CHARLESTON, W.Va. -- As part of a package of reforms designed to curb drug abuse, Attorney General Patrick Morrisey announced Monday that he would support a proposal to lower the yearly amount that West Virginians could buy of a cold medicine that's used to make illegal methamphetamine in clandestine labs.
Speaking to reporters, Morrisey said he would back legislation that dropped West Virginia's annual purchase limit for pseudoephedrine, a key meth-making ingredient.
Morrisey said the limit should be decreased from 48 grams per year to 24 grams per year -- or from about 20 boxes to 10 boxes of the cold medication sold under brand names such as Sudafed and Claritin-D.
"I think we can drop that down," Morrisey said at Monday's Associated Press Legislative LookAhead conference in South Charleston. "I think it's important for the Legislature to take action and lower the limit to 24 grams per year because I think that could reduce dramatically the rate of substance abuse in West Virginia."
Kentucky law limits purchases of pseudoephedrine to 24 grams annually -- the lowest limit in the U.S.
The Consumer Healthcare Products Association, a Washington D.C.-based drug industry lobbying group, opposes the lower limit.
"West Virginia has already reduced its annual limit by more than 50 percent just a year ago," said Carlos Gutierrez, the trade group's lobbyist. "It's the second most stringent annual limit in the country next to Kentucky."
The West Virginia Board of Pharmacy supports lowering the yearly pseudoephedrine limit to 24 grams.
Also Monday, Morrisey stopped short of supporting a separate proposal that would make pseudoephedrine available by prescription only.
Several lawmakers plan to introduce legislation that would require a prescription for the cold and allergy medications. The bills would include exceptions for tamper-resistant pseudophedrine products, such as Nexafed and Zephrex, that can't be easily converted to illegal meth.

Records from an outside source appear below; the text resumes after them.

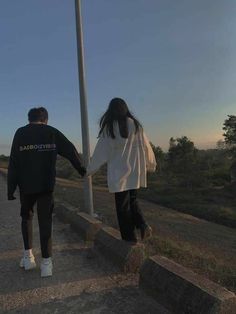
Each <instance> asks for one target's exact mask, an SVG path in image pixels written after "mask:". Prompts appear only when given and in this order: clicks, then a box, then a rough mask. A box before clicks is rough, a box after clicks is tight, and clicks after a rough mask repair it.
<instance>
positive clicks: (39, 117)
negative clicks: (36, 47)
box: [28, 107, 48, 122]
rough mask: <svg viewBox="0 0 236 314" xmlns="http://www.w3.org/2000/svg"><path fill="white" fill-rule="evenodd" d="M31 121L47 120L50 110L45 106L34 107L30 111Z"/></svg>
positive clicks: (36, 121) (30, 117)
mask: <svg viewBox="0 0 236 314" xmlns="http://www.w3.org/2000/svg"><path fill="white" fill-rule="evenodd" d="M28 119H29V122H46V121H47V120H48V112H47V109H45V108H44V107H39V108H32V109H30V111H29V112H28Z"/></svg>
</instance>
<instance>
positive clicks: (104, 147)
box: [87, 135, 110, 175]
mask: <svg viewBox="0 0 236 314" xmlns="http://www.w3.org/2000/svg"><path fill="white" fill-rule="evenodd" d="M109 151H110V143H109V139H108V137H107V136H105V135H101V137H99V139H98V141H97V144H96V146H95V149H94V153H93V155H92V158H91V160H90V164H89V166H88V168H87V174H88V175H92V174H94V173H95V172H97V171H98V170H99V168H100V167H101V166H102V165H104V164H105V163H107V161H108V159H109Z"/></svg>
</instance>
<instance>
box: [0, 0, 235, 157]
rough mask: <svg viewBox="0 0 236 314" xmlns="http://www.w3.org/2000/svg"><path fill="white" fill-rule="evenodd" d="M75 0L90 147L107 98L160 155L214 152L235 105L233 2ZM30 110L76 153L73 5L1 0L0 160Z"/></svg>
mask: <svg viewBox="0 0 236 314" xmlns="http://www.w3.org/2000/svg"><path fill="white" fill-rule="evenodd" d="M81 2H82V15H83V30H84V46H85V71H86V88H87V97H88V113H89V126H90V140H91V147H92V149H93V147H94V145H95V143H96V137H97V132H98V121H99V118H100V117H101V115H102V114H103V113H104V111H105V110H106V109H107V106H108V103H109V101H110V99H111V98H113V97H121V98H124V99H125V100H126V102H127V103H128V105H129V107H130V109H131V111H132V112H133V113H134V114H135V115H136V117H137V118H138V119H139V120H140V121H141V122H142V124H143V126H144V129H145V131H146V133H147V134H148V136H149V138H150V140H151V141H152V142H153V143H154V145H159V146H161V147H162V148H163V149H164V150H167V149H168V142H169V139H170V137H175V138H176V137H180V136H183V135H186V136H188V137H189V138H190V139H191V140H193V141H194V143H195V145H196V146H197V147H198V148H209V147H215V143H216V142H217V140H219V139H221V138H222V133H223V131H222V126H223V122H224V120H225V119H226V118H227V115H228V114H235V109H236V106H235V104H236V62H235V55H236V37H235V31H236V1H235V0H224V1H223V0H178V1H176V0H119V1H117V0H99V1H97V0H82V1H81ZM35 106H44V107H46V108H47V109H48V111H49V124H50V125H52V126H54V127H56V128H58V129H59V130H61V131H62V132H63V133H64V134H65V135H66V136H67V137H68V138H69V139H70V140H71V141H72V142H73V143H74V144H75V145H76V146H77V147H79V150H81V123H80V103H79V83H78V68H77V50H76V33H75V12H74V1H73V0H50V1H49V0H40V1H39V0H21V1H19V0H11V1H9V0H0V155H1V154H6V155H8V154H9V151H10V145H11V141H12V138H13V136H14V133H15V131H16V130H17V128H19V127H21V126H22V125H25V124H27V112H28V110H29V109H30V108H32V107H35Z"/></svg>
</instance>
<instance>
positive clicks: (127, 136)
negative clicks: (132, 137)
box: [98, 98, 142, 139]
mask: <svg viewBox="0 0 236 314" xmlns="http://www.w3.org/2000/svg"><path fill="white" fill-rule="evenodd" d="M127 118H131V119H132V120H133V121H134V124H135V129H136V130H135V132H137V131H138V130H139V129H140V128H141V127H142V126H141V124H140V122H139V121H138V120H137V119H136V118H135V117H134V116H133V115H132V114H131V112H130V111H129V108H128V106H127V104H126V102H125V101H124V100H123V99H121V98H113V99H112V100H111V101H110V104H109V106H108V109H107V111H106V112H105V113H104V114H103V116H102V117H101V119H100V123H99V125H100V131H99V134H98V137H99V136H101V134H102V132H103V131H105V132H106V133H107V135H108V136H110V137H111V138H113V139H114V138H115V134H114V122H118V125H119V130H120V135H121V137H123V138H127V137H128V135H129V130H128V122H127Z"/></svg>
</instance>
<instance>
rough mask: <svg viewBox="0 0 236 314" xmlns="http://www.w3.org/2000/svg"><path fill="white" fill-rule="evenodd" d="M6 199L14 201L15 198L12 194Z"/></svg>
mask: <svg viewBox="0 0 236 314" xmlns="http://www.w3.org/2000/svg"><path fill="white" fill-rule="evenodd" d="M7 199H8V201H14V200H15V199H16V198H15V196H14V195H13V194H8V197H7Z"/></svg>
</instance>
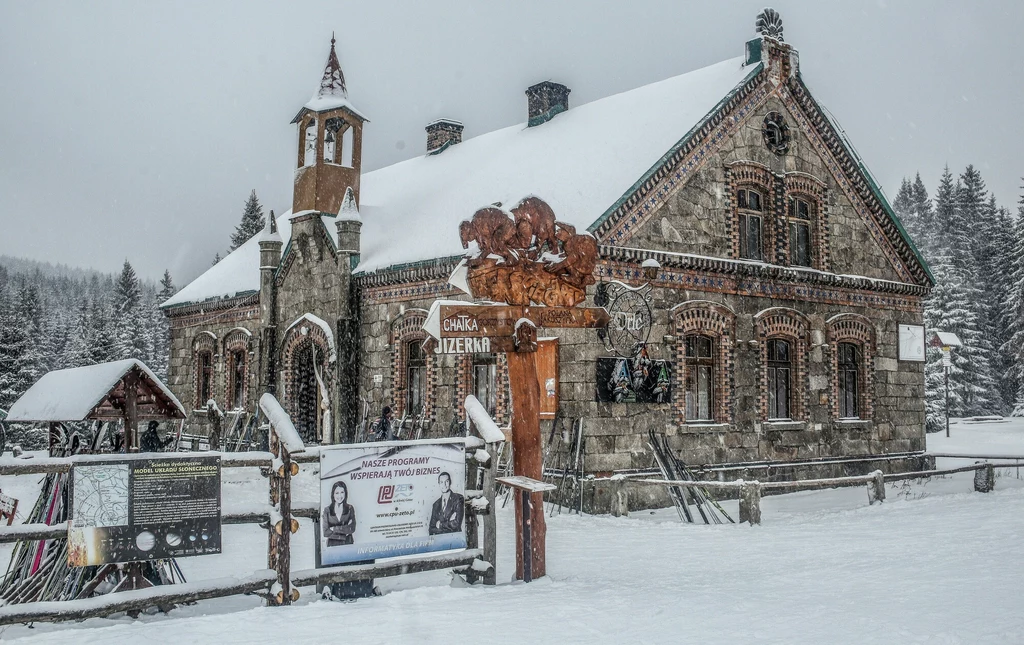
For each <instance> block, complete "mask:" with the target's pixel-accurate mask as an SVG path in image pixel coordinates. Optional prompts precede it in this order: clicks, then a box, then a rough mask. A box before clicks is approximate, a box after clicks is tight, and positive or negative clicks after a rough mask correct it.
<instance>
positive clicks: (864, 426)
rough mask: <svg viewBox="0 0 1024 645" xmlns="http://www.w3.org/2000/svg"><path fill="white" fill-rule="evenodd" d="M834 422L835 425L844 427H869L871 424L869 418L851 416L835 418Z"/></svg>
mask: <svg viewBox="0 0 1024 645" xmlns="http://www.w3.org/2000/svg"><path fill="white" fill-rule="evenodd" d="M835 423H836V425H837V426H843V427H846V428H870V427H871V426H872V425H873V423H872V422H871V420H870V419H854V418H852V417H851V418H846V419H836V420H835Z"/></svg>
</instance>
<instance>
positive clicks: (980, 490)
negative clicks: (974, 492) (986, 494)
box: [974, 464, 995, 492]
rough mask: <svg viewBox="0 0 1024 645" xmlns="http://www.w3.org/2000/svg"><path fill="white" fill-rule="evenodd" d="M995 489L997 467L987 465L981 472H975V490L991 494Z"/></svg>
mask: <svg viewBox="0 0 1024 645" xmlns="http://www.w3.org/2000/svg"><path fill="white" fill-rule="evenodd" d="M994 488H995V467H994V466H992V465H991V464H985V467H984V468H982V469H981V470H976V471H974V489H975V490H976V491H978V492H991V491H992V490H993V489H994Z"/></svg>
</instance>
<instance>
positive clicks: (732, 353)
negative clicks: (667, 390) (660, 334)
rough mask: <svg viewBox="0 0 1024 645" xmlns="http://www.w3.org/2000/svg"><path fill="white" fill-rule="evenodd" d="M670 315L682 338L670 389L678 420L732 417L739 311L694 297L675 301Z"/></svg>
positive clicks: (715, 420) (707, 420)
mask: <svg viewBox="0 0 1024 645" xmlns="http://www.w3.org/2000/svg"><path fill="white" fill-rule="evenodd" d="M672 317H673V321H674V328H675V332H676V338H677V339H678V340H677V341H676V348H675V358H676V360H675V364H674V367H673V370H674V371H675V376H674V378H673V381H674V382H675V384H676V385H675V386H674V387H673V394H672V406H673V410H674V412H675V418H676V422H677V423H679V424H680V425H683V424H687V423H696V424H700V423H721V424H727V423H732V419H733V410H732V368H733V364H734V362H735V356H734V352H733V343H734V341H733V339H734V338H735V314H734V313H733V312H732V311H731V310H729V309H728V308H727V307H725V306H723V305H721V304H718V303H715V302H709V301H707V300H690V301H688V302H684V303H681V304H678V305H676V306H675V307H673V308H672ZM680 390H682V391H680Z"/></svg>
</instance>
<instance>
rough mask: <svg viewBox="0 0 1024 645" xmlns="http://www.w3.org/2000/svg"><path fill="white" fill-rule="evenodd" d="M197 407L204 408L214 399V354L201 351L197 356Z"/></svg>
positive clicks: (196, 357) (196, 404) (196, 389)
mask: <svg viewBox="0 0 1024 645" xmlns="http://www.w3.org/2000/svg"><path fill="white" fill-rule="evenodd" d="M196 394H197V396H196V406H197V407H204V406H205V405H206V402H207V401H208V400H210V399H211V398H213V353H211V352H209V351H201V352H199V354H197V356H196Z"/></svg>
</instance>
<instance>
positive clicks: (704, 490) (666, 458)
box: [647, 430, 735, 524]
mask: <svg viewBox="0 0 1024 645" xmlns="http://www.w3.org/2000/svg"><path fill="white" fill-rule="evenodd" d="M647 435H648V439H649V440H648V443H647V444H648V445H649V446H650V449H651V451H653V453H654V461H655V462H657V467H658V469H659V470H660V471H662V476H663V477H665V478H666V479H668V480H670V481H696V479H695V478H694V477H693V473H692V472H690V469H689V468H688V467H687V466H686V464H685V463H684V462H683V461H682V460H680V459H679V458H678V457H676V454H675V453H673V451H672V448H670V447H669V441H668V439H667V438H666V436H665V435H664V434H658V433H656V432H654V430H650V431H648V433H647ZM669 497H670V498H671V499H672V504H673V505H674V506H675V507H676V512H677V513H679V519H681V520H683V521H686V522H690V523H693V514H692V513H691V512H690V508H689V503H688V502H687V498H689V500H690V501H692V503H693V506H695V507H696V509H697V513H699V514H700V519H702V520H703V523H705V524H712V523H715V524H721V523H722V517H724V518H725V519H727V520H729V523H735V522H734V521H733V519H732V518H731V517H729V514H728V513H726V512H725V510H724V509H723V508H722V507H721V505H719V503H718V502H716V501H715V499H714V498H712V497H711V494H710V493H709V492H708V489H707V488H703V487H697V486H678V485H670V486H669ZM719 514H721V516H720V515H719Z"/></svg>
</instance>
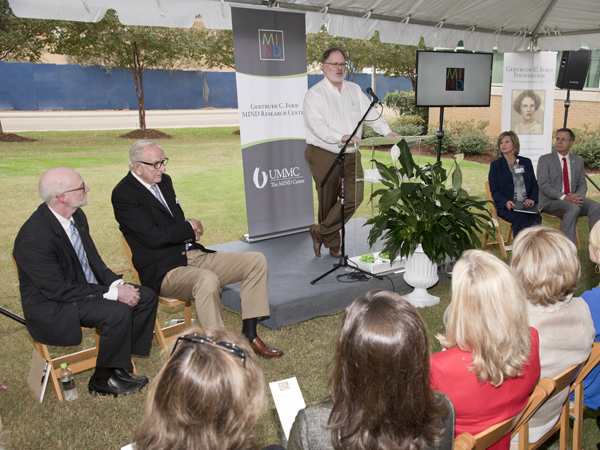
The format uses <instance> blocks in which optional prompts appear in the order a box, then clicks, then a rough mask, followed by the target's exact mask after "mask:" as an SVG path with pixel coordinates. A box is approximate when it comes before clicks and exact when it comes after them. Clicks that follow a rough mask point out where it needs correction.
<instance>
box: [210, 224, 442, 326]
mask: <svg viewBox="0 0 600 450" xmlns="http://www.w3.org/2000/svg"><path fill="white" fill-rule="evenodd" d="M364 223H365V219H360V218H358V219H351V220H350V221H349V222H348V225H347V226H346V254H347V255H349V256H350V257H352V256H355V255H361V254H364V253H367V252H368V251H369V246H368V244H367V237H368V234H369V231H368V227H363V226H362V225H363V224H364ZM210 248H211V249H213V250H219V251H229V252H232V251H237V252H244V251H245V252H248V251H257V252H261V253H263V254H264V255H265V256H266V258H267V262H268V264H269V306H270V310H271V317H270V318H269V319H267V320H264V321H262V322H261V324H263V325H265V326H267V327H269V328H273V329H279V328H281V327H283V326H286V325H290V324H293V323H298V322H303V321H305V320H309V319H312V318H314V317H319V316H323V315H327V314H331V313H335V312H338V311H342V310H344V309H345V308H346V306H348V305H349V304H350V303H351V302H352V301H353V300H354V299H355V298H357V297H360V296H361V295H363V294H365V293H366V292H368V291H369V290H371V289H385V290H392V289H394V291H395V292H406V291H408V290H410V289H411V288H410V286H407V285H406V283H404V279H403V277H402V274H391V275H388V278H384V280H383V281H380V280H377V279H375V278H374V279H371V280H369V281H366V282H360V281H354V282H350V283H346V282H340V281H338V279H337V276H338V275H341V274H344V273H346V271H345V269H338V270H336V271H335V272H333V273H332V274H330V275H328V276H327V277H325V278H323V279H322V280H320V281H318V282H317V283H316V284H314V285H313V284H310V281H311V280H313V279H315V278H317V277H318V276H320V275H321V274H323V273H325V272H327V271H328V270H330V269H331V268H333V264H335V263H337V262H338V259H337V258H332V257H331V256H329V251H327V250H326V249H325V248H324V247H323V248H322V252H321V254H322V256H321V257H320V258H317V257H316V256H315V254H314V252H313V250H312V238H311V236H310V233H309V232H308V231H306V232H303V233H297V234H293V235H289V236H283V237H278V238H273V239H268V240H265V241H259V242H253V243H247V242H243V241H237V242H229V243H226V244H220V245H216V246H211V247H210ZM380 248H381V246H379V247H375V248H374V251H379V249H380ZM443 279H445V277H444V275H443V274H442V273H440V280H443ZM392 282H393V287H392ZM239 292H240V284H239V283H237V284H232V285H228V286H224V287H223V293H222V297H221V301H222V303H223V305H225V306H226V307H228V308H230V309H232V310H234V311H237V312H240V296H239Z"/></svg>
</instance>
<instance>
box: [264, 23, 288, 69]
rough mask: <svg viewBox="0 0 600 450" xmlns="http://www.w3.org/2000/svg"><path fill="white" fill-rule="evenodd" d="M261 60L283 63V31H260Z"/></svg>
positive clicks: (284, 57)
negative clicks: (273, 60)
mask: <svg viewBox="0 0 600 450" xmlns="http://www.w3.org/2000/svg"><path fill="white" fill-rule="evenodd" d="M258 48H259V51H260V59H261V60H263V59H265V60H275V61H283V60H284V59H285V57H284V53H283V31H280V30H258Z"/></svg>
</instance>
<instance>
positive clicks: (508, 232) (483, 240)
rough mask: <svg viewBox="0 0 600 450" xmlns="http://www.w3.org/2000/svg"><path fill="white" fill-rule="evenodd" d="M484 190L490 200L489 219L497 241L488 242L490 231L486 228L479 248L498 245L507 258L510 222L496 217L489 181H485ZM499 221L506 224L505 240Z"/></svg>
mask: <svg viewBox="0 0 600 450" xmlns="http://www.w3.org/2000/svg"><path fill="white" fill-rule="evenodd" d="M485 190H486V192H487V196H488V200H489V201H490V221H491V224H492V226H493V227H494V229H495V230H496V237H497V238H498V242H492V243H488V237H489V235H490V233H489V232H488V231H487V230H486V231H485V232H484V234H483V244H482V245H481V249H482V250H487V249H488V247H489V248H494V247H500V253H501V254H502V257H503V258H507V255H506V250H511V248H508V246H509V245H510V241H511V239H512V224H511V223H510V222H507V221H506V220H504V219H501V218H500V217H498V212H497V211H496V204H495V203H494V198H493V197H492V191H491V190H490V183H489V181H486V182H485ZM500 223H504V224H506V225H508V233H507V237H506V241H505V240H504V239H503V238H502V230H501V229H500Z"/></svg>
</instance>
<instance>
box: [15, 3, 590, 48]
mask: <svg viewBox="0 0 600 450" xmlns="http://www.w3.org/2000/svg"><path fill="white" fill-rule="evenodd" d="M9 4H10V6H11V8H12V10H13V12H14V13H15V14H16V15H17V16H19V17H30V18H45V19H60V20H76V21H85V22H97V21H99V20H100V19H102V17H103V16H104V14H105V13H106V11H107V10H108V9H111V8H112V9H115V10H116V11H117V13H118V15H119V19H120V20H121V22H122V23H124V24H126V25H151V26H167V27H186V28H189V27H191V26H192V25H193V23H194V20H195V17H196V16H197V15H201V16H202V19H203V21H204V23H205V25H206V27H207V28H217V29H229V28H231V7H232V6H254V7H259V8H274V9H276V10H277V9H279V10H288V11H302V12H306V30H307V31H308V32H312V33H316V32H318V31H319V29H320V28H321V26H322V25H323V24H326V25H327V29H328V31H329V32H330V33H331V34H334V35H337V36H344V37H351V38H357V39H369V38H370V37H371V36H372V35H373V33H374V32H375V31H376V30H378V31H379V33H380V36H381V40H382V41H384V42H391V43H398V44H409V45H416V44H418V42H419V38H420V37H421V36H423V37H424V38H425V43H426V45H428V46H430V47H444V48H454V47H456V45H457V43H458V41H459V40H462V41H463V42H464V46H465V49H467V50H478V51H491V50H492V49H493V48H494V47H496V48H497V49H498V51H500V52H509V51H519V50H525V49H526V48H527V47H528V46H529V44H530V43H532V44H533V46H534V48H536V49H539V50H577V49H579V48H580V47H581V46H582V44H586V45H587V46H588V47H589V48H590V49H600V4H599V2H598V0H368V1H367V0H281V1H277V0H270V1H261V0H236V1H235V2H233V1H232V2H230V1H229V0H9Z"/></svg>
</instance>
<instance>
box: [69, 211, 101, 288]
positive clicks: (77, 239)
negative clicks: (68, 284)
mask: <svg viewBox="0 0 600 450" xmlns="http://www.w3.org/2000/svg"><path fill="white" fill-rule="evenodd" d="M71 243H72V244H73V248H74V249H75V253H77V257H78V258H79V262H80V263H81V267H82V269H83V273H84V274H85V279H86V280H87V282H88V283H94V284H98V281H96V277H95V276H94V272H92V268H91V267H90V263H89V262H88V260H87V255H86V254H85V250H84V249H83V244H82V243H81V238H80V237H79V232H78V231H77V228H75V224H74V223H73V222H71Z"/></svg>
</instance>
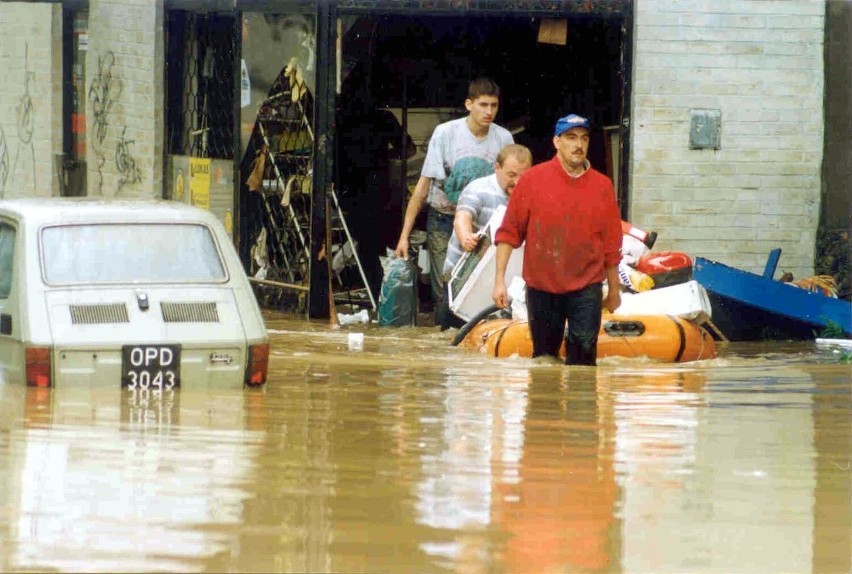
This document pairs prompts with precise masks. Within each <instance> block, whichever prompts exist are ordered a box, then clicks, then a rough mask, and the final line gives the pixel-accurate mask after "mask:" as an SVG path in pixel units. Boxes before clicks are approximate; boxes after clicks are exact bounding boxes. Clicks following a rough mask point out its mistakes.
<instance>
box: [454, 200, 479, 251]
mask: <svg viewBox="0 0 852 574" xmlns="http://www.w3.org/2000/svg"><path fill="white" fill-rule="evenodd" d="M453 229H454V230H455V232H456V237H458V239H459V244H460V245H461V247H462V249H464V250H465V251H473V250H474V249H475V248H476V244H477V243H479V238H478V237H477V236H476V234H475V233H474V232H473V216H472V215H471V214H470V212H469V211H465V210H463V209H459V210H456V217H455V219H454V220H453Z"/></svg>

The legislation is designed to reduce meth production in West Virginia. West Virginia law enforcement authorities busted more than 500 meth labs last year, a record number.
"The labs and the proliferation of those labs has to be stopped," said House health committee Chairman Don Perdue, D-Wayne. "What we're talking about is the eradication of these labs."
Morrisey predicted the prescription requirement would drive up health-care costs.
But Perdue and former state senator Dan Foster said health costs have increased minimally in Oregon and Mississippi -- two states that require a prescription for pseudoephedrine. In Mississippi, the requirement is costing the state public employees insurance program about $60,000 a year.